Felicity had the least amount of injury to her but the most pain. Her wrist was still swollen and painful and lacking range of motion 2 months after the accident. She went through about 12 weeks of laser therapy, plus an Assisi loop at home. By mid-July she was still unable to even do a 1 mile walk without being in pain for the next 2 days. As a last resort I started her on Adequan injections in late July. After the 3rd injection we did a 1 mile walk again with success - no pain! After the 6th injection she did a 1.5 mile bikejor run with my friend Megan, and had no issues afterwards. A few days later she did a 4 mile run and still no pain. Now she's back in training with the team this fall but so far we haven't done more than 5.5 miles; still, she's holding up and I'm cautiously hopeful that she can at least be a sleddog for shorter distances, even if she can't handle Iditarod.

I went to watch the start of Iditarod back in March, handling for my friend Martin and helping other teams. I helped another musher pack her checkpoint bags in mid February, and assisted Lev with his team's EKG and bloodwork vet check. On March 5th, helping teams take off on their 1000 mile journey, I made the decision that I didn't want to wait to come back - I was coming back to run the 2023 Iditarod.

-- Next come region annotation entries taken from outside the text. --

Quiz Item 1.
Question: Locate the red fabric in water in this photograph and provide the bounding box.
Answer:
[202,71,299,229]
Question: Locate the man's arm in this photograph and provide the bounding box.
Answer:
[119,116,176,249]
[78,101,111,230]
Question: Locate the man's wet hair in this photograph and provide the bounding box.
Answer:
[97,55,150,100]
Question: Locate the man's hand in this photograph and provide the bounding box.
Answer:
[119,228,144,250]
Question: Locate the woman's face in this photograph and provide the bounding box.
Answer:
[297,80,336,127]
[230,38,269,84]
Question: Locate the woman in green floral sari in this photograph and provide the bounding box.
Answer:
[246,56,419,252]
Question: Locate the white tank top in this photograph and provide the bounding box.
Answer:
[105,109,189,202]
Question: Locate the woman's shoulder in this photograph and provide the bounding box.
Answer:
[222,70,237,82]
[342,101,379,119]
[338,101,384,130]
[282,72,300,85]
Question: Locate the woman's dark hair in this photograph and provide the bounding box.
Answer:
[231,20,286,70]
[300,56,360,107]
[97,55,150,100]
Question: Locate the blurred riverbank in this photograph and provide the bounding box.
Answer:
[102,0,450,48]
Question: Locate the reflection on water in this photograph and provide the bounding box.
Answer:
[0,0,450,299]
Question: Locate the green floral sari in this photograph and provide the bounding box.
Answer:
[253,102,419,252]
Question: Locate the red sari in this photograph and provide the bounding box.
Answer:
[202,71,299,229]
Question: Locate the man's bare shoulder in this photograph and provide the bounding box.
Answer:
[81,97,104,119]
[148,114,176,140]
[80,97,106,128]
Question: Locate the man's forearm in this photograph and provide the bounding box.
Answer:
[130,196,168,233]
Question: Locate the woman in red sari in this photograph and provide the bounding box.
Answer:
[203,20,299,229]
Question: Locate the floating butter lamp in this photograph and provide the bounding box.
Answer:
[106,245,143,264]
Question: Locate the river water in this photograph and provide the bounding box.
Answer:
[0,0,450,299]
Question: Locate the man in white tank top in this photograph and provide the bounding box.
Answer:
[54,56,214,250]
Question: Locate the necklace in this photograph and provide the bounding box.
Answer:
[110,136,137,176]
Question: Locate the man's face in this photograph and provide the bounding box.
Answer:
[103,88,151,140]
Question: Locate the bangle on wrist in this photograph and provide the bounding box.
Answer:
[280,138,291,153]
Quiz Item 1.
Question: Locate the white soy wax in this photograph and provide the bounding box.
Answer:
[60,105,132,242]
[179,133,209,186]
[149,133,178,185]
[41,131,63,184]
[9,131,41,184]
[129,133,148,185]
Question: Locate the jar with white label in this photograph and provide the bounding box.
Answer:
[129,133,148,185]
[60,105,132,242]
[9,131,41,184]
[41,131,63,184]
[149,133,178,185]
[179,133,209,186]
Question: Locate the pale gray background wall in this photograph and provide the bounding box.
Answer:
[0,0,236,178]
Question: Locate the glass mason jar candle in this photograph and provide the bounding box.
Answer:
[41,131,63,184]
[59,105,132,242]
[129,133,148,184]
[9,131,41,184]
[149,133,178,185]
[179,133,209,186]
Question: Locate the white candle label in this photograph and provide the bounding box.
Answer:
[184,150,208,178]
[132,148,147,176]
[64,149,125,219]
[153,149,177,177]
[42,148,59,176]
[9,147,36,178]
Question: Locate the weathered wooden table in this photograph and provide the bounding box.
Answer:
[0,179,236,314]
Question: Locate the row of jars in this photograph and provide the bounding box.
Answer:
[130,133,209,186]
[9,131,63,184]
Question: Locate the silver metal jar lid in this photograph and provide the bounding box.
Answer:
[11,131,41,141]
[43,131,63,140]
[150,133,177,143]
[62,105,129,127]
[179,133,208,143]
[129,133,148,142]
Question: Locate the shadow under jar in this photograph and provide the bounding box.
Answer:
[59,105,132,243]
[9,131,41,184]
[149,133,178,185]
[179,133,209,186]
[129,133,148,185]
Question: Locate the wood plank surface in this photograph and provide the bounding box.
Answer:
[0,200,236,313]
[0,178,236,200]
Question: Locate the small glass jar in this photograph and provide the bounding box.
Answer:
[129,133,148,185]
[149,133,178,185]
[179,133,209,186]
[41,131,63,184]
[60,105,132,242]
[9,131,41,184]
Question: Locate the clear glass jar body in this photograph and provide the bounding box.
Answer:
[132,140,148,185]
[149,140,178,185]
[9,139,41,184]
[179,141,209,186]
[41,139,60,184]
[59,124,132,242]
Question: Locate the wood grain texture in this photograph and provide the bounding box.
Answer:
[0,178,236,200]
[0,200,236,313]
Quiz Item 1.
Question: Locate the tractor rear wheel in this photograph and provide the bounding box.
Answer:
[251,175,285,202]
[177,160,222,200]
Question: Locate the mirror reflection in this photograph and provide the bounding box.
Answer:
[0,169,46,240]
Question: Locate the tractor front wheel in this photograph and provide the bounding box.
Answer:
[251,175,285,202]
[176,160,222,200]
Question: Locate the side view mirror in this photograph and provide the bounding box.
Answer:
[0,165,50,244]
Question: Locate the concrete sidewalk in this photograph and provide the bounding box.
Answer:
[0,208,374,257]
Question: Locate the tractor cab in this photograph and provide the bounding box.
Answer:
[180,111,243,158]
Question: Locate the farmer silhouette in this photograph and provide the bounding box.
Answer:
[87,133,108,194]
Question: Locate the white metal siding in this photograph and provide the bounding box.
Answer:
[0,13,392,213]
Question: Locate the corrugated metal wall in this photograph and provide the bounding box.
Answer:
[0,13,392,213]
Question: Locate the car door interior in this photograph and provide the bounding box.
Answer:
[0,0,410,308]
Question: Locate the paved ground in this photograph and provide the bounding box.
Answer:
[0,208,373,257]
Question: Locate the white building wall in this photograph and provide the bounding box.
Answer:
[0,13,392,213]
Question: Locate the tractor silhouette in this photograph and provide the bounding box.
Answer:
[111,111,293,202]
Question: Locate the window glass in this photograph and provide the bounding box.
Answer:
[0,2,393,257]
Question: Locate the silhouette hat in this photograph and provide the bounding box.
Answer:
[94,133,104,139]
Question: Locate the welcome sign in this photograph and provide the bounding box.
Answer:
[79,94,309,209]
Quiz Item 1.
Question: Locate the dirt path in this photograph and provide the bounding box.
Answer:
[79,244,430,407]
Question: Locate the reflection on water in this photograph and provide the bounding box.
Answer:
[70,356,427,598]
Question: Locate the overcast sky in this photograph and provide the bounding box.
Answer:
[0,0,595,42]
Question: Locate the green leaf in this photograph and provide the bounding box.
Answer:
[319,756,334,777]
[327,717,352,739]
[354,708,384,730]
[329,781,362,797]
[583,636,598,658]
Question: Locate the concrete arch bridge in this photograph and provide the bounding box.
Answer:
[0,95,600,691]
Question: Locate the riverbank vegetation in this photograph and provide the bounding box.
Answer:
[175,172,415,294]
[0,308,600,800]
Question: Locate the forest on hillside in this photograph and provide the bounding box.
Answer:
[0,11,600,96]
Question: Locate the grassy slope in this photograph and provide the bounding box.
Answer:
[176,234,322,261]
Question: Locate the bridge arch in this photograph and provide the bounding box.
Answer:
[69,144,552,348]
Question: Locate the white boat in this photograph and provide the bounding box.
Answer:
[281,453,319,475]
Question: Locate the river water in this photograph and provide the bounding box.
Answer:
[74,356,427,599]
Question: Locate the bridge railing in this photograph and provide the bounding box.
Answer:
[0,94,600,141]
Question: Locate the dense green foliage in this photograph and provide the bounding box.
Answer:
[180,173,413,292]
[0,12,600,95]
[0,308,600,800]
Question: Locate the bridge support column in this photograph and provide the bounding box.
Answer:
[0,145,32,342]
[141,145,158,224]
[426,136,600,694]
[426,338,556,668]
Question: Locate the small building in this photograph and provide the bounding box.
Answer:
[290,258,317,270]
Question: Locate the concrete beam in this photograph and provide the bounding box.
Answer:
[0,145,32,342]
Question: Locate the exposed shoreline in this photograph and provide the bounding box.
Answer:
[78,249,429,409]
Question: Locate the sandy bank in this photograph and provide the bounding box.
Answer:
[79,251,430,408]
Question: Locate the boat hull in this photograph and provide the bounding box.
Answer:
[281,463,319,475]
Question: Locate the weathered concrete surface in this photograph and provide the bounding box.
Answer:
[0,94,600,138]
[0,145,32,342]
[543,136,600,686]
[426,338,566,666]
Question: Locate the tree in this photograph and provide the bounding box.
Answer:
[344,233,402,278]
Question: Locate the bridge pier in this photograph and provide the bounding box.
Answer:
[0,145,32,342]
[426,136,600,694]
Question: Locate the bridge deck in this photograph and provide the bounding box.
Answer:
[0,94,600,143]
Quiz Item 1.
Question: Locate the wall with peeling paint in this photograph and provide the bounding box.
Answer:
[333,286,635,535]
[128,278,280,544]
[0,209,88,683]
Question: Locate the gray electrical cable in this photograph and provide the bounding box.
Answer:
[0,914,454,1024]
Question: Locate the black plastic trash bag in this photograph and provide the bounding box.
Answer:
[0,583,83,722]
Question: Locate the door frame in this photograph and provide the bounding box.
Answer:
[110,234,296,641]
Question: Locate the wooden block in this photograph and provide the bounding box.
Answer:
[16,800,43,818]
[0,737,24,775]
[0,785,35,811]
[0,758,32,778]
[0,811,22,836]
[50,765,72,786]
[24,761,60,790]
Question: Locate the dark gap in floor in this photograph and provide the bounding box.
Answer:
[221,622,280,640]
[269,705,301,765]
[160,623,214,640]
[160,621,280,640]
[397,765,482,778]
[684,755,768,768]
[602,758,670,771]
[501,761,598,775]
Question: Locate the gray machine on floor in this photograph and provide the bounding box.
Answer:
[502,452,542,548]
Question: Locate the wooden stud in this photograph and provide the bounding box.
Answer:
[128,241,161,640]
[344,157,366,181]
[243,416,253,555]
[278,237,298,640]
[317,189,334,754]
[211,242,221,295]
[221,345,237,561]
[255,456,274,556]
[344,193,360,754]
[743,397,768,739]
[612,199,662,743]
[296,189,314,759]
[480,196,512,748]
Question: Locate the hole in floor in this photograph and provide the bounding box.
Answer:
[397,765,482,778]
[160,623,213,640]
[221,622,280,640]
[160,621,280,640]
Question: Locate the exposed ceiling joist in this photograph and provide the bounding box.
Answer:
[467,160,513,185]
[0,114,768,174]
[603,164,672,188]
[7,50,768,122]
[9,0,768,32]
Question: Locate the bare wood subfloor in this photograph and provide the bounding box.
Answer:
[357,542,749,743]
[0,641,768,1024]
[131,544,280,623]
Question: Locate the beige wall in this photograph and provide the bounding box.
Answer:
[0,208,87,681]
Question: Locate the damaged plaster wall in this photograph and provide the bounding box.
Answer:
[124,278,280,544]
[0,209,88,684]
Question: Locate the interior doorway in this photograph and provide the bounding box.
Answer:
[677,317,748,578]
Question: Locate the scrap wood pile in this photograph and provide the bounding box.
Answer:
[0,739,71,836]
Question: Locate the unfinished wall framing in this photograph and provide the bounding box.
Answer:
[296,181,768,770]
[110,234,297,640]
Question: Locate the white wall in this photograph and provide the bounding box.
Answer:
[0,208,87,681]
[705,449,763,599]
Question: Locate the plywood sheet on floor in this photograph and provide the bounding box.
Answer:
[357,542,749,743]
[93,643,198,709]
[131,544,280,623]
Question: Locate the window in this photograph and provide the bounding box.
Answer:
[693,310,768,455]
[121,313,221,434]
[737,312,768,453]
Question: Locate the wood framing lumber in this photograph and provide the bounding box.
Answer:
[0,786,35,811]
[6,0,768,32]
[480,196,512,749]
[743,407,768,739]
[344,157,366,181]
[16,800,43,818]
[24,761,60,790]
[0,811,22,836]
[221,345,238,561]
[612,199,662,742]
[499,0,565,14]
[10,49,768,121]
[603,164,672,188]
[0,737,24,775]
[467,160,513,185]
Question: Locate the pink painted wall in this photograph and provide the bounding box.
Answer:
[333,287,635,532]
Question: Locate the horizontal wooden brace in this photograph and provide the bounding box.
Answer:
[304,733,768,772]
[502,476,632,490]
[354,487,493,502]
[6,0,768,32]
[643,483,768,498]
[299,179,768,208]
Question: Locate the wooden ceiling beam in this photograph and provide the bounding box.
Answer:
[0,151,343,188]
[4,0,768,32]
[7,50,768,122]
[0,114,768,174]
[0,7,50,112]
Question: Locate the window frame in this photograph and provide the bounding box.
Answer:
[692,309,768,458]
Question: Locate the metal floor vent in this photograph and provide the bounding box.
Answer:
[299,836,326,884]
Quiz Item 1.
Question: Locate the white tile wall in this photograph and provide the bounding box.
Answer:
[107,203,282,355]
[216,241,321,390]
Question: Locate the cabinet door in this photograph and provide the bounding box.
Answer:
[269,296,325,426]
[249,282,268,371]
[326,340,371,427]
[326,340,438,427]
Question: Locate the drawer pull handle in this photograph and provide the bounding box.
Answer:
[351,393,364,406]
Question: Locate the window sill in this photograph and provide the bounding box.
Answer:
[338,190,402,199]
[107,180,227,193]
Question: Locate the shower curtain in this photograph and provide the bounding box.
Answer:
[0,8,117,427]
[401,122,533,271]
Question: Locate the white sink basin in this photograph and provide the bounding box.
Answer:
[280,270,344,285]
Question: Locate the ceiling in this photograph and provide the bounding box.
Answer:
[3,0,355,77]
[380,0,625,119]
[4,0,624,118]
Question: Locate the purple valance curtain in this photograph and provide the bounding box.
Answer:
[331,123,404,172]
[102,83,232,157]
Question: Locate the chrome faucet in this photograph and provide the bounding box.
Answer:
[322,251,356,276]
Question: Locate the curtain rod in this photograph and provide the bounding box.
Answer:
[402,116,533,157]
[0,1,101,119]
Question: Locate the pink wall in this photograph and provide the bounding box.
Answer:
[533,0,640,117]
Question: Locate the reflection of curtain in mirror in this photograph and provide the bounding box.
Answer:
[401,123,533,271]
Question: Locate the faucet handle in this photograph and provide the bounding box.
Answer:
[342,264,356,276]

My life feels like it was forever changed on January 19th - it's a wound that is deep and still not healed. I've spent the last 7 months trying to deal with the resulting PTSD, and while I've been excited to return to Alaska a part of me also feared returning to the place of the accident and the memories. But what doesn't kill us makes us stronger, and the lessons I learned last season will only help our journey this year.

Someone coined the phrase "Sibersong Strong" shortly after the accident, and that's become sort of my motto since then. We can do this!

Thank you to everyone who helped us that day, and in the days and weeks that followed. You have my heartfelt gratitude for all that you did!